‘Internet of Things’ architectures to change analytics and infrastructure

1st May 2015 By: Schalk Burger - Creamer Media Senior Deputy Editor

Internet of Things (IoT) architectures will lead to significant distribution and diversification of data, which will impact on analytics, stakeholders, information managers and infrastructure, says IT research and advisory firm Gartner research director Nick Heudecker.

The IoT entails the processing and massive distribution of data. Data will be produced, collected and stored in multiple locations, depending on the nature, goals and use of the IoT architecture, he explains.

Analytics are highly distributed in an IoT architecture; therefore, distributed management and data use must become the norm for information managers.
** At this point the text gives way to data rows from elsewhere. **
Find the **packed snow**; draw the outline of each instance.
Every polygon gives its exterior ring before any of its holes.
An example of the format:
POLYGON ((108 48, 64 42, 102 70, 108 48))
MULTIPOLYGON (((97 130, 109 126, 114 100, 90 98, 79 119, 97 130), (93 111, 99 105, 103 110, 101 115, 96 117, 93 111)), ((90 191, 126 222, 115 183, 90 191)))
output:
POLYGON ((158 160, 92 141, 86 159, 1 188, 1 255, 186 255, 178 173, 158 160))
“Companies must plan for disaggregation and resilience. Workloads must be able to be divided into components that can operate anywhere. This means that the implementation of existing business logic for processing data and the current choices of data-management infrastructure tools might not be suitable for IoT requirements, driving organisations to redesign or modernise those capabilities,” he says.

Data produced by devices might be stored on the device in intermediate locations, in a centralised on-premise repository or in the cloud. Processing such data might happen in any of those locations. Many devices will be powerful enough to perform sophisticated computation on the data they generate, and/or house and process data locally for autonomous behaviour.

IoT solutions will generally involve a com-bination of platforms, with data and processes on that data being located ’on-device’ and in tradi- tional on-premise and cloud-based environments. It is, therefore, important to avoid forcing analytics and information management solutions into a monolithic or one-size-fits-all deployment model.

IoT architectures will often be the opposite of the monolithic model, thereby increasing the challenges of monitoring and managing distributed data and its consumption. As a result, information infrastructure capabilities that can be located and managed anywhere should be deployed, emphasises Heudecker.

Some IoT scenarios will rely on the highly centralised collection and processing of data in traditional on-premise environments or cloud-based repositories and compute platforms.

Organising and managing highly distributed data is a significant challenge. Ensuring that the distribution and consistency of business rules are applied to the data, and that these rules are monitored, add further complexity.

“The characteristics of IoT architectures mean that information management practitioners must swiftly become adept at managing many pieces of information over a wider and more diverse landscape of platforms than ever before,” concludes Heudecker.